Simply stated, Sunday's AFC Divisional Round Game at San Diego will be a tough test for the Jets' defense.
The Chargers boasted the fifth-best passing attack this season, averaging 271 yards a game, and they haven't been held under 20 points in any game. The Green & White, on the other hand, were No. 1 in many categories against the pass, including allowing only 153.7 yards per game and eight TD passes all season.
"They're one of the best at passing the ball and we are the best at what we do in defending the pass," safety Kerry Rhodes told reporters on a conference call Monday afternoon. "It's going to be one of those games that's going to come down to if we want it or not."
The leader of the potent passing game is sixth-year quarterback Philip Rivers, who was tops in the AFC with a 104.4 rating and threw for 4,254 yards, 28 touchdowns and nine interceptions this season.
"He has an unorthodox delivery. He throws kind of sidearm," said Rhodes. "He can make all the throws — on the run, he can make checks — and put the ball in the right place."
Seventh-year tight end Antonio Gates is Rivers' favorite target.

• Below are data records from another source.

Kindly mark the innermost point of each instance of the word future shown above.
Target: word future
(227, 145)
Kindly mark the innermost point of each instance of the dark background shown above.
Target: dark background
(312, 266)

The 6-foot-5 Gates has 79 catches for 1,157 yards and eight TDs and likely will be watched closely by Rhodes. For a three-week stretch, from Games 13-15, No. 25 was matched up against Kellen Winslow, Tony Gonzalez and Dallas Clark, some of the best tight ends in the game, who combined for 11 catches for 115 yards and one touchdown.
That TD was a crucial one, the game-winning catch by "Gonzo" in the Jets' 10-7 loss to the Falcons, which caused head coach Rex Ryan to consider changing the way his defense played opponents' TEs.
Instead of manning up against Clark the following week, the secondary played more of a zone defense.
"With Dallas Clark, we switched things up and I was freer to make some plays against all those guys," said Rhodes. "That's the thing with San Diego. They have so many guys that you can't just put [Darrelle] Revis on Jackson or me on Gates and say we're going to hold them down because they have other guys as well. We're going to have to mix things up."
"The biggest thing with them is they'll spread the ball all over the place," said safety Jim Leonhard, noting that Rivers "has a lot of big-time targets that he can distribute the ball to. He's an equal-opportunity quarterback. He's willing to throw it to anyone, it doesn't matter. Whoever is open, that's where the ball is going. It's really hard to get keyed in on him."
The Chargers also have one of the tallest receiving corps in the NFL. Vincent Jackson, one of their 1,000-yard pass-catchers, is 6'5", as are Malcom Floyd and Kassim Osgood, and Legedu Naanee is 6'2".
"It's definitely a challenge anytime you have a size disadvantage," said the 5'8" Leonhard. "You can't get in a bad situation. That is where they thrive. It's definitely a game where you have to be on top of your responsibilities. You can't be late. You can't be slow on anything."
"The challenge is going to be on us. They're big, they're tall," said the 6'3" Rhodes. "It's just like playing a basketball team with the guys they have out there."
To simulate guarding San Diego's big targets, practice squad members Marcus Henry (6'4", 212) and Britt Davis (6'3", 205) will be very important on the scout team this week in practice.
"It's tough to prepare. You're not going to have many people on your team that are that tall, but we have a couple in practice that can help us out," said Rhodes. "Maybe we can get Braylon [Edwards] to come over there and help out a bit."
Despite having two quality running backs in LaDainian Tomlinson and Darren Sproles, the Bolts are ranked next-to-last in the league in rushing, gaining just 88.9 yards per game. The Jets defenders expect them to try to go vertical this week just as they have all season.
"We know if they're going to beat us, the way they're going to attack us is by throwing the ball," said Rhodes. "We have to come out as a secondary and play well to get the job done."